It may be slightly simpler (if you understand enough of the maths to write it in Lisp), but it is likely to be much slower. Nyquist has FFT and IFFT functions built in, written in C (programming language), but does not have FHT built in. Having FFT and IFFT built in means that most of the number crunching is done much more efficiently. Whichever you used, you would probably need to write DSP classes, which is a lot more complex than simple LISP loops.

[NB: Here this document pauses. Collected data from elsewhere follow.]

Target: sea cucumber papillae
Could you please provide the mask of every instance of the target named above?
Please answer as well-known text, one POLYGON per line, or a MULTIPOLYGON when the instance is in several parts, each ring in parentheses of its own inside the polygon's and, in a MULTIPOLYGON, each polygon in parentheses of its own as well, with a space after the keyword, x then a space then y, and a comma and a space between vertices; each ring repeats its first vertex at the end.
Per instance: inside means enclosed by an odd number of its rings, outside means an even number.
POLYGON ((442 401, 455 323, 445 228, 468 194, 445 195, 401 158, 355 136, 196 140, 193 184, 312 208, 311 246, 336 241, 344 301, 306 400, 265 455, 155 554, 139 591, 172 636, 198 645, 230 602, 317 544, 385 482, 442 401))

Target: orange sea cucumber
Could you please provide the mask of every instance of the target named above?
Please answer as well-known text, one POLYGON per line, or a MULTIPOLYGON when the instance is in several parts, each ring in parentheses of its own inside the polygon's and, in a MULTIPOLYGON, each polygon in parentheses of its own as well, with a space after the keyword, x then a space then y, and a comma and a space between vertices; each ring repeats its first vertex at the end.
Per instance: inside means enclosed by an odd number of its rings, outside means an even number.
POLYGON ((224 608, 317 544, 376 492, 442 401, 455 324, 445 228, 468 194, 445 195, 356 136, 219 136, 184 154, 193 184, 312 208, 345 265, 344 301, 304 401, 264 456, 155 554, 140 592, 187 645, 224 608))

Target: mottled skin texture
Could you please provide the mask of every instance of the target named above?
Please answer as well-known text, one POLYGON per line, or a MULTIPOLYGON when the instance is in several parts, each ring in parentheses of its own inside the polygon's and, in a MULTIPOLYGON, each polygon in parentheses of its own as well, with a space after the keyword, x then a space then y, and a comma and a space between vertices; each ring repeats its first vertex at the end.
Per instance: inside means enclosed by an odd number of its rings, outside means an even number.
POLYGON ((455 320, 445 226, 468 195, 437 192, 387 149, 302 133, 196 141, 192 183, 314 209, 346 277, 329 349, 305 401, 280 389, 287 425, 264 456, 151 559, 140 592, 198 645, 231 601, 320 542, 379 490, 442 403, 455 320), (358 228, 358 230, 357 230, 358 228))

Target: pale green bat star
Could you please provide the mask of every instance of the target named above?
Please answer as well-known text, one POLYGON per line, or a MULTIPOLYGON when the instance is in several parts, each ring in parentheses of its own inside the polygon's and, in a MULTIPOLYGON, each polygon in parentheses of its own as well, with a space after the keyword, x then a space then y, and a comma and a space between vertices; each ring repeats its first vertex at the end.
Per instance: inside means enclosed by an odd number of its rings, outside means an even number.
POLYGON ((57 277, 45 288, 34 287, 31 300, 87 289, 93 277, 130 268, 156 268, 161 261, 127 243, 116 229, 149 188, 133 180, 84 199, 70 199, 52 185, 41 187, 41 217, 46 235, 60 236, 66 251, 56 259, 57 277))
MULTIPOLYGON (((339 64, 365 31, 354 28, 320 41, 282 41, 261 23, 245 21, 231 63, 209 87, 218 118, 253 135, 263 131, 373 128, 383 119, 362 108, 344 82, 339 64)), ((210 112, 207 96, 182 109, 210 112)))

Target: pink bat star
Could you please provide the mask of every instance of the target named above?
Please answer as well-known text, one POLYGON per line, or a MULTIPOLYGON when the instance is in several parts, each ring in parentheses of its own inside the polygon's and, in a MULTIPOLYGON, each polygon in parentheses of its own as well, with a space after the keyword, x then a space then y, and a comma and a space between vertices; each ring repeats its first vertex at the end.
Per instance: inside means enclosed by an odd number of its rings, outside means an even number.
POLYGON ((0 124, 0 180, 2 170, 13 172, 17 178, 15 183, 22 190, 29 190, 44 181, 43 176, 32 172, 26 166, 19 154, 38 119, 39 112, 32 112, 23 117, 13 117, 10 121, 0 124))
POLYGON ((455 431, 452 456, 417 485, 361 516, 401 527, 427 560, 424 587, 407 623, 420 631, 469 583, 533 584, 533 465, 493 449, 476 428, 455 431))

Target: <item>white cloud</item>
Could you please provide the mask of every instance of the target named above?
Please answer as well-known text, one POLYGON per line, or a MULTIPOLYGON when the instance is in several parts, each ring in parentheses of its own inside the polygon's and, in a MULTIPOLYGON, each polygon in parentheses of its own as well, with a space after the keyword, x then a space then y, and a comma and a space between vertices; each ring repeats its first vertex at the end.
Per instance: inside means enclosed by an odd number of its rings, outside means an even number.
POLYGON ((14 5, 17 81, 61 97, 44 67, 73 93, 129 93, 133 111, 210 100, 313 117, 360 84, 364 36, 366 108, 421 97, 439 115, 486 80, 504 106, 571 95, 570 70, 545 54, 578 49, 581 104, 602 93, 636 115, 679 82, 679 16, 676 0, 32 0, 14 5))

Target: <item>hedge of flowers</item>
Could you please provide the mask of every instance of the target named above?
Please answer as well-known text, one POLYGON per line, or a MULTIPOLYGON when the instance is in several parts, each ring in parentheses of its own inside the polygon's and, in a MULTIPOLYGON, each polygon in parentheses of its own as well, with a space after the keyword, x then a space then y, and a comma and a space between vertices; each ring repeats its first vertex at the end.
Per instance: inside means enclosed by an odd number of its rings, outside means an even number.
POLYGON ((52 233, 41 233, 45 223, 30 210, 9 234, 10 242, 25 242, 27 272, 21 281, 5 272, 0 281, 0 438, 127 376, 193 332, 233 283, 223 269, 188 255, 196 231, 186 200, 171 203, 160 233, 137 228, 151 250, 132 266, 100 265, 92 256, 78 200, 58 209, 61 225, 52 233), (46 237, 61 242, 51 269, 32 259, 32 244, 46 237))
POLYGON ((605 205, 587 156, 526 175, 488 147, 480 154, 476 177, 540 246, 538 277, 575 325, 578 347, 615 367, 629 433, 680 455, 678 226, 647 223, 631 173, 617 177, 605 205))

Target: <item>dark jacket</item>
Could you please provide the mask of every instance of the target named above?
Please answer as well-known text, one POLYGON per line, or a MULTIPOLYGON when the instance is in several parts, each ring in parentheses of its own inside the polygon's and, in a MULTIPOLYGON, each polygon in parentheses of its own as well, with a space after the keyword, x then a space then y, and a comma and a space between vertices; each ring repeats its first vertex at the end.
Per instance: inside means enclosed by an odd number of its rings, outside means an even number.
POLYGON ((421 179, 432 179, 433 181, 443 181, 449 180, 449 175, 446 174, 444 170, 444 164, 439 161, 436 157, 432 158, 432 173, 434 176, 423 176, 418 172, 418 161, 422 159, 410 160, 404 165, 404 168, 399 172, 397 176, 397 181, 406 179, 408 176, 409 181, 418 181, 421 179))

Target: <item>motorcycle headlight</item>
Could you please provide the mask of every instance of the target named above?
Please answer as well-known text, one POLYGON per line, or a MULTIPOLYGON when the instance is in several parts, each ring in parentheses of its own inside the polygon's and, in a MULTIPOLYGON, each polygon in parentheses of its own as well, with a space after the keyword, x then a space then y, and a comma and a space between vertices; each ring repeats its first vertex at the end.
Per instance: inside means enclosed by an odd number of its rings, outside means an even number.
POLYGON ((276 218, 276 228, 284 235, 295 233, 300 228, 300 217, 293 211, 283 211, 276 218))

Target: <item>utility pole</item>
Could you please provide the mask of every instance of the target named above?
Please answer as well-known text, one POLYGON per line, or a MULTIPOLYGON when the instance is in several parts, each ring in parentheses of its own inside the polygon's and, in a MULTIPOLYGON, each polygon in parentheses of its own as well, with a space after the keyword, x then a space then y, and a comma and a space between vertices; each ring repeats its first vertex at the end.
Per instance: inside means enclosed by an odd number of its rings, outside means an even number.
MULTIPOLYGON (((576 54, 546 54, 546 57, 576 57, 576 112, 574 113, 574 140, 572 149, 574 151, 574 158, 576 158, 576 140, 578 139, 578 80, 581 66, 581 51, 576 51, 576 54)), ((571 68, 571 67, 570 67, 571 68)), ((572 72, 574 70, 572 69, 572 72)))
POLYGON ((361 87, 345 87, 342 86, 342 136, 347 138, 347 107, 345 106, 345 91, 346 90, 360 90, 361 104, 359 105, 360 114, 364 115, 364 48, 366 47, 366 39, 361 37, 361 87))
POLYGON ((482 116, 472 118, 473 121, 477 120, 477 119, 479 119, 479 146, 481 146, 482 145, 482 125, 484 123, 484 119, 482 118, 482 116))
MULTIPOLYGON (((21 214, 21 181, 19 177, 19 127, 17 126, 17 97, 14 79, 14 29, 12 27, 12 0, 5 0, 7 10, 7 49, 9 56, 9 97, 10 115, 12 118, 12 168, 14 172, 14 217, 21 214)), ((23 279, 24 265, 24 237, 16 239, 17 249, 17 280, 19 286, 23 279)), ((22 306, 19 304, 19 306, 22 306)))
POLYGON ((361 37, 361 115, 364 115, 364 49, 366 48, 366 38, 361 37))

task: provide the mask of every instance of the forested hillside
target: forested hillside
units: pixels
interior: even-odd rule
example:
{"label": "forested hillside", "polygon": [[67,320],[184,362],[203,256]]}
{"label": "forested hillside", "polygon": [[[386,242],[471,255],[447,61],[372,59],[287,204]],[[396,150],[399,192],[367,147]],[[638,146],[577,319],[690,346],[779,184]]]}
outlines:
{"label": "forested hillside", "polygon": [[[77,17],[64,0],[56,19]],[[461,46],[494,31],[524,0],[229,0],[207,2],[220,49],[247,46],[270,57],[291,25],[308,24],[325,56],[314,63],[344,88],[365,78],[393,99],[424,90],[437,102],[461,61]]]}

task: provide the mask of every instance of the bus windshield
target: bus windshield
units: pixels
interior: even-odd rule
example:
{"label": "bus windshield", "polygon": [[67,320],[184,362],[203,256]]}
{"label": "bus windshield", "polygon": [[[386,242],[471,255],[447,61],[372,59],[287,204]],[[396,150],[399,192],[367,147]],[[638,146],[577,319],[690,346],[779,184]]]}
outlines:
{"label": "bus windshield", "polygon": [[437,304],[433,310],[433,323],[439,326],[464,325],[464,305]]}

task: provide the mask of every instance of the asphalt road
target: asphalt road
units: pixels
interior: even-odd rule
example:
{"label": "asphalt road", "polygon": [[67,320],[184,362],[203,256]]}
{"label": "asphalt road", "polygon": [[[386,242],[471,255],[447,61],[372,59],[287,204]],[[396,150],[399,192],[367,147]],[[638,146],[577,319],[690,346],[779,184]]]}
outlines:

The idea of using classes at the moment is like starting to learn Xlisp all over again.
Maybe in time.

What you say about the built in C code for FFT and it’s speed, makes perfect sense.
I suspect then, that implementing some form of FHT is better suited for small embedded devices that may for example
need to show a spectrum analysis or do filtering but have limited resources.
Found an interesting library for the Arduino.

I suspect then, that implementing some form of FHT is better suited for small embedded devices that may for example
need to show a spectrum analysis or do filtering but have limited resources.

Yes, from what I understand that’s why it’s preferred on the Arduino.

But I assume FHT would also be faster/easier than FFT on a computer if implemented in C/C++ (or other compiled language).

But I assume FHT would also be faster/easier than FFT on a computer if implemented in C/C++ (or other compiled language).

That would be my guess as well, compiled will always be orders of magnitude faster.
However, came across something quite interesting, a html5 based spectrum analyzer.
No doubt it’s also using javascript, but that is not compiled either, at least not from my understanding.

I didn’t check what transform it’s using, but based on it’s popularity, I would guess it’s FFT.
So assuming that FHT is quicker than FFT, wondering just how much slower a FHT implementation (especially on short sections)
using an interpreted language would actually be.